International information
- National side: South Africa;
- Test debut: 16 August 1951 v England
- Last Test: 28 February 1958 v Australia

Career statistics
| Competition | Test | First-class |
| Matches | 28 | 134 |
| Runs scored | 1,630 | 7,757 |
| Batting average | 33.95 | 37.83 |
| 100s/50s | 3/8 | 15/34 |
| Top score | 162* | 247 |
| Balls bowled | – | 102 |
| Wickets | – | 2 |
| Bowling average | – | 36.50 |
| 5 wickets in innings | – | 0 |
| 10 wickets in match | – | 0 |
| Best bowling | – | 1/1 |
| Catches/stumpings | 41/0 | 158/13 |
- Source: Cricinfo, 15 November 2022

= Russell Endean =

South African cricketer (1924–2003)

William Russell Endean (31 May 1924 – 28 June 2003) was a South African cricketer who played in 28 Test matches from 1951 to 1958.

Endean had a part in two highly unusual Test match dismissals: he was the wicket-keeper whom Len Hutton obstructed leading to Hutton's being given out obstructing the field; and Endean himself was given out handled the ball, the first time in Test Cricket history a batsman was dismissed by this method.

He also holds the record for the most runs made before lunch on the first day of a first class match, scoring 197* for Transvaal against Orange Free State at Ellis Park in Johannesburg in the 1954/55 season.

==Personal life==
Endean went straight from school into the South African Army, where he served in the Middle East and Italy during the Second World War.

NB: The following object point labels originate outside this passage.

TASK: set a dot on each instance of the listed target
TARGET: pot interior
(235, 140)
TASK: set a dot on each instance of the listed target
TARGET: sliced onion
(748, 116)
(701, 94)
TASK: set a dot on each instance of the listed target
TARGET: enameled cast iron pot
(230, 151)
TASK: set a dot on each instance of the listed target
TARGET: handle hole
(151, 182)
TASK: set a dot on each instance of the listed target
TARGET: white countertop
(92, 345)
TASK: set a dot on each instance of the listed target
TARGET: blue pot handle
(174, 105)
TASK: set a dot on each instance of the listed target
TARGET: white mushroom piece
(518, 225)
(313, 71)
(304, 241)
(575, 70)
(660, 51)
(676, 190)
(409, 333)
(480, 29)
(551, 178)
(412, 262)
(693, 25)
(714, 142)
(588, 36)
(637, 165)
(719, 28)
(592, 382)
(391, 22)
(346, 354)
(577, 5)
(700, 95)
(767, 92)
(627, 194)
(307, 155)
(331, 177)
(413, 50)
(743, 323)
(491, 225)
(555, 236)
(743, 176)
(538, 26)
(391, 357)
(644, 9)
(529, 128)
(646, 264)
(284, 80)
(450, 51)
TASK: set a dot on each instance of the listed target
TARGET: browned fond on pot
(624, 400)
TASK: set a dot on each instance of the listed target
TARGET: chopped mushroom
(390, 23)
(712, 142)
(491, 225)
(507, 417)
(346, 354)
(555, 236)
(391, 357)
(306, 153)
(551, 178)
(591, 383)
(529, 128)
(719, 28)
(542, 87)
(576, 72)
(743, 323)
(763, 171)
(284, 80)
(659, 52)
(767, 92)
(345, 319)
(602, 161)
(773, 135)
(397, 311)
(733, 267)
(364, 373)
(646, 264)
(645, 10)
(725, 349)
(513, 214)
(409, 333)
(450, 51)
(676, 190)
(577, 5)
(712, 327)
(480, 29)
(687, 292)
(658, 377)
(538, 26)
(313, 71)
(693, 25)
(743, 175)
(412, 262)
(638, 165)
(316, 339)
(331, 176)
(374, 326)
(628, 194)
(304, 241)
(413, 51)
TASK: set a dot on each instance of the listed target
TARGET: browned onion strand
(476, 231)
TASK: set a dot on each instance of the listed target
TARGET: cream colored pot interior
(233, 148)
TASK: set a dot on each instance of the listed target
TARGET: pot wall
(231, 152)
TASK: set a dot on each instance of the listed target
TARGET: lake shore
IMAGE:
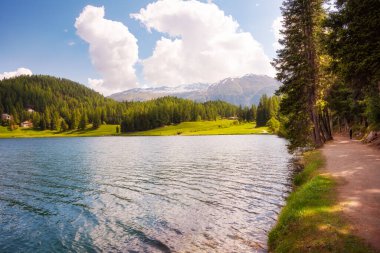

Following the end of the war, he became an accountant in Johannesburg, and also played hockey for the South African National team. He met his future wife, Muriel, on a cricket tour of England, and had two sons and a daughter with her.

==Retirement==
Endean retired from state cricket at the end of the 1960–1961 season. He then moved to London, and worked as an accountant for BP. He continued to play for MCC in schools games, and also played club cricket for Malden Wanderers. He and his wife lived in Surrey.